Yet all of this was not enough to find for the majority that it was better as a matter of long term legal consequences to have Mr. Aucoin’s evidence excluded.  In essence, the Court held that the rights of all Canadians is better served by having Mr. Aucoin convicted of some drug offences than sending a strong message to police that police ignorance of Canadian’s rights, or a refusal to recognize them will not be tolerated and evidence will be excluded.  Instead, the only strong message that was sent was that the highest Court in Canada will protect police and state actions provided they meant well, or acted in “good faith” as they say.

The impossibility or proving bad faith: like proving a pink elephant is in the room.

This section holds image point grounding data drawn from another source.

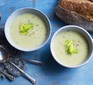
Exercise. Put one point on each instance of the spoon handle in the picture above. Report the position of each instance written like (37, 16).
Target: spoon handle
(10, 77)
(25, 74)
(33, 61)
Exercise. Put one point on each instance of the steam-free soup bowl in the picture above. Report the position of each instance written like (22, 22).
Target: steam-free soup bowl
(78, 30)
(22, 11)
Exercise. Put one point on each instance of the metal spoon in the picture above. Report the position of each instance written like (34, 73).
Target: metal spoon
(40, 63)
(10, 77)
(4, 57)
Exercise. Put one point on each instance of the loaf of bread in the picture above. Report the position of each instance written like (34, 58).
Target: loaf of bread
(77, 12)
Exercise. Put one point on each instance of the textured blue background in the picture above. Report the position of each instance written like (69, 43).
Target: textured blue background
(51, 73)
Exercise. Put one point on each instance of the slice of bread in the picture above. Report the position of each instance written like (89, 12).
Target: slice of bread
(76, 12)
(82, 7)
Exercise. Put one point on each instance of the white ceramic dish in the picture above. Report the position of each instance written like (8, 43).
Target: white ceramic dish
(22, 11)
(81, 31)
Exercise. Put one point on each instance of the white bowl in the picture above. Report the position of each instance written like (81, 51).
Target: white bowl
(22, 11)
(77, 29)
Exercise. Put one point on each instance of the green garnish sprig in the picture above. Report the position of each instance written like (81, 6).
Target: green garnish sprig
(70, 48)
(24, 28)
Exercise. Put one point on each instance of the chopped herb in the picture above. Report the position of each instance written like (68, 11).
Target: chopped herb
(70, 49)
(24, 28)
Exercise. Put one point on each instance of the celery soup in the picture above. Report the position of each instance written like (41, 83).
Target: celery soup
(71, 48)
(28, 31)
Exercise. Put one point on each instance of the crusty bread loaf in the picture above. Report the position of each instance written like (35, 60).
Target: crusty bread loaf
(82, 7)
(76, 12)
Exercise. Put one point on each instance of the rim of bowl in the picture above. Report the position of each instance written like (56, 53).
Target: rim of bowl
(34, 49)
(51, 45)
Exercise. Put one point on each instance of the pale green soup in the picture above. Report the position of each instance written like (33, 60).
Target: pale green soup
(34, 38)
(79, 42)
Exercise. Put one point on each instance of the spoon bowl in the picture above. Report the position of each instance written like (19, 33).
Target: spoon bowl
(4, 57)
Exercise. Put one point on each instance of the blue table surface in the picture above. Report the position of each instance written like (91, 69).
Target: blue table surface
(51, 73)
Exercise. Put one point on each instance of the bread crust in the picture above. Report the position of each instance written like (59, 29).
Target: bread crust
(73, 17)
(82, 7)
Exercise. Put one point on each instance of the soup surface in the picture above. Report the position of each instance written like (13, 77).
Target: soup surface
(34, 38)
(80, 43)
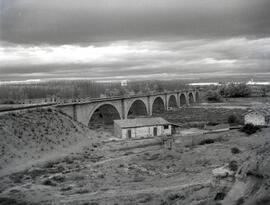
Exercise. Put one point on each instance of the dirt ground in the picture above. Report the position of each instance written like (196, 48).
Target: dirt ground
(99, 170)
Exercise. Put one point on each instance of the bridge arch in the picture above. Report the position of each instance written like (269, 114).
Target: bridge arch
(197, 96)
(183, 99)
(104, 113)
(137, 107)
(158, 104)
(172, 101)
(191, 98)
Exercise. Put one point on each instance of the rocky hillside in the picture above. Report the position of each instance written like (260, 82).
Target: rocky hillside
(32, 135)
(250, 185)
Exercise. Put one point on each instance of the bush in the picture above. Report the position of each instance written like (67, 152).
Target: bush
(250, 128)
(235, 150)
(240, 201)
(233, 166)
(233, 119)
(213, 96)
(206, 141)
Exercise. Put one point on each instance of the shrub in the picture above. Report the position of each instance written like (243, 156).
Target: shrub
(240, 201)
(233, 166)
(213, 96)
(207, 141)
(233, 119)
(219, 196)
(235, 150)
(250, 128)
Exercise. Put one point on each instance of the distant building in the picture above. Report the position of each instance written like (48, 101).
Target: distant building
(217, 128)
(260, 117)
(142, 127)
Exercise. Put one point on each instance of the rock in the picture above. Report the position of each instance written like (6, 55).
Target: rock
(223, 172)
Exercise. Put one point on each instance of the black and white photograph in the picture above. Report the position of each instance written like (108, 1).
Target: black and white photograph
(134, 102)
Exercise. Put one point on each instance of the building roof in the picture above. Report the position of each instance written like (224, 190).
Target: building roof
(141, 122)
(262, 111)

As a practical matter and speaking from a defence lawyer’s perspective, it is exceptionally difficult to prove that an officer ever acts in bad faith.  The more “bad faith” an officer has, the more likely they are to continue that attitude and conceal their true motivations.  We as defence lawyers are left with a state of affairs where we must either hope for evidence that somehow proves an officer is lying and demonstrates “bad faith” or hope for an officer who acts in bad faith but then is honest about it at trial – I can tell you from experience, that this mythical creature does not exist.  All officers will claim that they acted in good faith either because they were, or more commonly in my experience, they know and understand the ever increasing exceptions to have evidence immune from exclusion.

Implicit manuals and modus operandi to circumvent legal rights of Canadians.

What judgments like this generate is not a protection of Canadian’s rights, but a legal manual for the state and police to circumvent Charter rights.  Police care very little about whether or not a Court finds they violated a person’s rights, they care about whether evidence is excluded or not; just as an accused cares very little if a court finds their rights were violated, they care about what the remedy is.   What judgments of this nature also show is that not only is there no remedy for an accused person, but there is no sanction for officers who breach rights if guided by the nebulous concept of “good faith” – if anything there may be incentives as convictions will no doubt increase their career prospects.

What’s left as a matter of legal rights?

What seems to have been lost along the way in the Courts forever fashioning exceptions for remedies, and forever finding “unusual circumstances”, is that the Charter was not meant to simply be an interesting academic debate among lawyers and judges, it was meant to protect Canadian’s by providing remedial measure for state violations of individual’s rights.  As the remedial sections 24(1) and 24(2) of the Charter state:

24. (1) Anyone whose rights or freedoms, as guaranteed by this Charter, have been infringed or denied may apply to a court of competent jurisdiction to obtain such remedy as the court considers appropriate and just in the circumstances.

(2) Where, in proceedings under subsection (1), a court concludes that evidence was obtained in a manner that infringed or denied any rights or freedoms guaranteed by this Charter, the evidence shall be excluded if it is established that, having regard to all the circumstances, the admission of it in the proceedings would bring the administration of justice into disrepute.

At what point did State ignorance of the law and “trying our best” become the gold standard for constitutional rights and the protection of all Canadians?